Il y a, en réalité, trois urgences à mon sens : rendre la croissance plus inclusive, lutter contre la fracture énergétique et améliorer l’intégration régionale. La croissance africaine crée des emplois mais pas en nombre suffisant. Il faut retrouver une croissance qui endigue le chômage. Par ailleurs, il faut améliorer l’accès à l’électricité à un coût compétitif,autrement l’Afrique ne pourra pas s’insérer dans le jeu de la mondialisation. Enfin, il faut poursuivre les mécanismes d’intégration. A ce sujet, je me réjouis de la mise en place de la Zone de Libre Echange Continentale Africaine (ZLECA) qui est l’aboutissement d’une ambition affichée dans le Plan d’action de Lagos adopté en 1980.
Dans votre Essai, vous évoquez le concept de « démocratie à l’africaine ». Quels sont ses contours et ne craignez-vous de tomber dans le piège de la promotion d’une démocratie délestée de ses piliers fondamentaux ?
Depuis 2000, une dizaine de chefs d’Etats africains ont changé la constitution pour rester au pouvoir.
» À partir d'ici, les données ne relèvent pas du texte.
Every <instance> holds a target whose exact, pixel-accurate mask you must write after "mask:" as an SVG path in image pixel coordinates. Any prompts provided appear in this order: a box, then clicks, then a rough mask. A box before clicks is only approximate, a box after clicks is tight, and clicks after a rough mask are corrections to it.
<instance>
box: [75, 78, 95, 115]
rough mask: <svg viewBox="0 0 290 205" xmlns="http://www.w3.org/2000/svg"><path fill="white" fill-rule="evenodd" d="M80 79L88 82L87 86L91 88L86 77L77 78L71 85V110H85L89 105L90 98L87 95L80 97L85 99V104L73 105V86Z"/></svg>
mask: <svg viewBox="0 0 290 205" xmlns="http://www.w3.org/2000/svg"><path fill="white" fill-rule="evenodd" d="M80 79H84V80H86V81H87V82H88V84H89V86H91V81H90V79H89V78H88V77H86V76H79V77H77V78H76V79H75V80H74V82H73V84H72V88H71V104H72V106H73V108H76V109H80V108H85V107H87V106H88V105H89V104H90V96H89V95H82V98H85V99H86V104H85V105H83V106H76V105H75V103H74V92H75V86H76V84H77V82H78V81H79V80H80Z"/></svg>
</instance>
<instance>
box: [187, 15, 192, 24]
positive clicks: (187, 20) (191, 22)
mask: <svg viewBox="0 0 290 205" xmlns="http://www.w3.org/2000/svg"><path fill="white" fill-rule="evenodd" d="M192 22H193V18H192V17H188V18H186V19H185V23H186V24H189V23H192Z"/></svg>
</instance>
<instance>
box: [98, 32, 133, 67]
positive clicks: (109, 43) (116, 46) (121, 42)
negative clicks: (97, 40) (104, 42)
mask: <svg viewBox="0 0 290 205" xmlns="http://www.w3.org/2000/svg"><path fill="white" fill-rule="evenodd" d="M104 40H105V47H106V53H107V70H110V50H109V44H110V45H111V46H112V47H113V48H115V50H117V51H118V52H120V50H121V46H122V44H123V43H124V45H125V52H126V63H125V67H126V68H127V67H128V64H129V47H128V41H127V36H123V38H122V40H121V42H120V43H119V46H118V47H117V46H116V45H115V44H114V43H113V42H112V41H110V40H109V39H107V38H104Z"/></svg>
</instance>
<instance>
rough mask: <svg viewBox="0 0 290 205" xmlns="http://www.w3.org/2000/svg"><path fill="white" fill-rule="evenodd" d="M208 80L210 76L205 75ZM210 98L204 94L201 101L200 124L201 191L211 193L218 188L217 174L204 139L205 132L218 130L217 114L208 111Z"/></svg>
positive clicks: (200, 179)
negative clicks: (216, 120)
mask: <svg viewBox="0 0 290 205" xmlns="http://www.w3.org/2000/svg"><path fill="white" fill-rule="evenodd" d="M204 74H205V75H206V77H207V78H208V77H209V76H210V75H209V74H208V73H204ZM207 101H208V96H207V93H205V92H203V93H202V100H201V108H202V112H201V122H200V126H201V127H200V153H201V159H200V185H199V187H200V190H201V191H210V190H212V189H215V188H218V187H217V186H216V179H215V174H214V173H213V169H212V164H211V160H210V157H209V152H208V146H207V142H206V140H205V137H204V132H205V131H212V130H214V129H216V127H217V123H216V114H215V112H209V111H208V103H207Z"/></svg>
Les classements internationaux ne dressent pas non plus un portrait reluisant du continent africain en matière de « démocratie ». En effet, l’importation de la démocratie libérale a échoué dans l’instauration de l’exigence de l’alternance politique avec des élections transparentes et non truquées. Les structures sociales importées ont montré leur limite. Il faut donc changer de paradigme et refonder un contrat social post-colonial. Ce que j’appelle « démocratie à l’africaine » c’est un système de gouvernance qui, non seulement, minimise la distance entre la sphère politique et la sphère sociale avec des schémas de délégation et de délibération mais aussi implique toute la société dans son ensemble et sa diversité sociologique.
Votre parcours est un peu particulier. Vous avez 25 ans… Ingénieur, diplômé de CentraleSupélec de Paris, vous êtes passionné d’économie de développement. Dans quel cadre de pensée d’intellectuel vous vous situez ?
Je suis simplement un jeune africain engagé sur le terrain des idées. C’est une forme d’engagement parmi tant d’autres. Je participe aux débats via mes tribunes et mon livre. J’ai plusieurs centres d’intérêts. Je suis Data Analyst dans une grande entreprise du secteur de l’énergie. Je suis aussi entrepreneur, j’ai notamment co-fondé l’entreprise de services numériques FindTech au Bénin. Je crois qu’il est temps que l’Afrique soit pensée de l’intérieur et j’invite tout le monde à participer aux réflexions. Je continuerai à apporter ma modeste contribution.